L’analyse des différentes représentations maternelles en vigueur dans trois romans féminins spécifiques, Laver les ombres (Actes Sud, 2008), À l’origine notre père obscur (Actes Sud, 2014) et Le Cœur cousu (Gallimard, 2007), invite à se demander dans quelle mesure le langage et la création permettent aux femmes de se libérer des tutelles patriarcales et maternelles et de conquérir leur autonomie. En effet, les auteures, trois femmes d’origine méditerranéenne, Jeanne Benameur, Kaoutar Harchi et Carole Martinez, traduisent littérairement la question de la transmission maternelle, de l’héritage et de l’émancipation féminine.
Étudier les chemins de l’autonomie féminine, c’est mettre l’accent sur les notions de maternité (comme fondement de l’identité féminine), de filiation et de transmission, d’héritage, de construction identitaire féminine, d’émancipation et d’engagement et lier ces diverses notions en élargissant le propos par l’apport d’autres textes littéraires emblématiques de la littérature féminine contemporaine méditerranéenne. La transmission n’est pas seulement une passation de savoir-faire, de traditions et de coutumes, mais encore une histoire des origines, intime et collective, qui fonde les êtres.
Comme le dévoile le schéma narratif des œuvres, pour se construire, pour passer de l’état initial (faux-self) à l’état final (self), les filles vivent une crise majeure, qui entraîne remise en question de l’héritage et révolte. Dans cette quête émancipatoire qui débouche sur un nouveau féminin, où l’être est sujet de ses actes et de ses désirs, la création littéraire et artistique joue un rôle déterminant. Elle est le point de jonction entre héritage et émancipation. Cela se vérifie au sein des textes narratifs, par le biais des personnages en quête de liberté, et au niveau des écrivaines, à travers l’écriture et l’engagement de Jeanne Benameur, Kaoutar Harchi et Carole Martinez, auteures qui défendent des valeurs partagées par d’autres écrivaines méditerranéennes, tout en donnant, chacune, une forme littéraire spécifique à leur engagement. De manière parallèle, héroïnes et auteures engagent nécessairement une nouvelle manière d’être au monde.

Abstract :

MOTHERS AND DAUGHTER ‒ MATERNITY, LEGACY AND EMANCIPATION
In particular to
JEANNE BENAMEUR, KAOUTAR HARCHI and CAROLE MARTINEZ
In three women’s novels
Laver les ombres (Actes Sud, 2008), À l’origine notre père obscur (Actes Sud, 2014), Le Cœur cousu (Gallimard, 2007)
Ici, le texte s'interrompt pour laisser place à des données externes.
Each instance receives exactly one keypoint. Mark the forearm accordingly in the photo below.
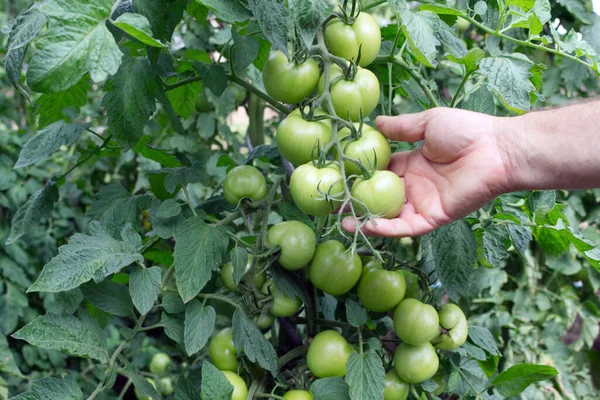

The analysis of the different ways in which mothers are representated in three women’s novels, Laver les ombres (Actes Sud, 2008), À l’origine notre père obscur (Actes Sud, 2014) and Le Cœur cousu (Gallimard, 2007), leads us to ask whether language and creation are helping women to free themselves from patriarchal and maternal guardianship, to become self-directed people.
Studying ways towards women’s liberation means stressing the ideas of maternity (as the basis of female’s condition), filiation and transfer, legacy, the construction of female identity, emancipation, commitment. It also means linking these ideas and comparing them with what we found in other important contemporary Mediterranean novels written by women. Transmission is not only passing on skills, traditions and customs, but also a story of the origins, personal and common, which constructs human beings.

The narrative frame in the studied novels shows that girls, to construct themselves (from a “false self” towards a “true self”), must experiment a major crisis, questioning legacy and revolt. Literary creation plays an important role in this emancipative quest, which leads to a new “women-being”, accountable of her actions and desires. It is the junction point between legacy and emancipation. We can find it in the studied narratives with characters looking for freedom, and with the writing and commitment of Jeanne Benameur, Kaoutar Harchi and Carole Martinez. These authors are defending values shared with other Mediterranean women writers. In spite of this, each one of them gives a specific shape to her commitment. In similar ways, authors and main characters are proposing a new way of being a part of the world.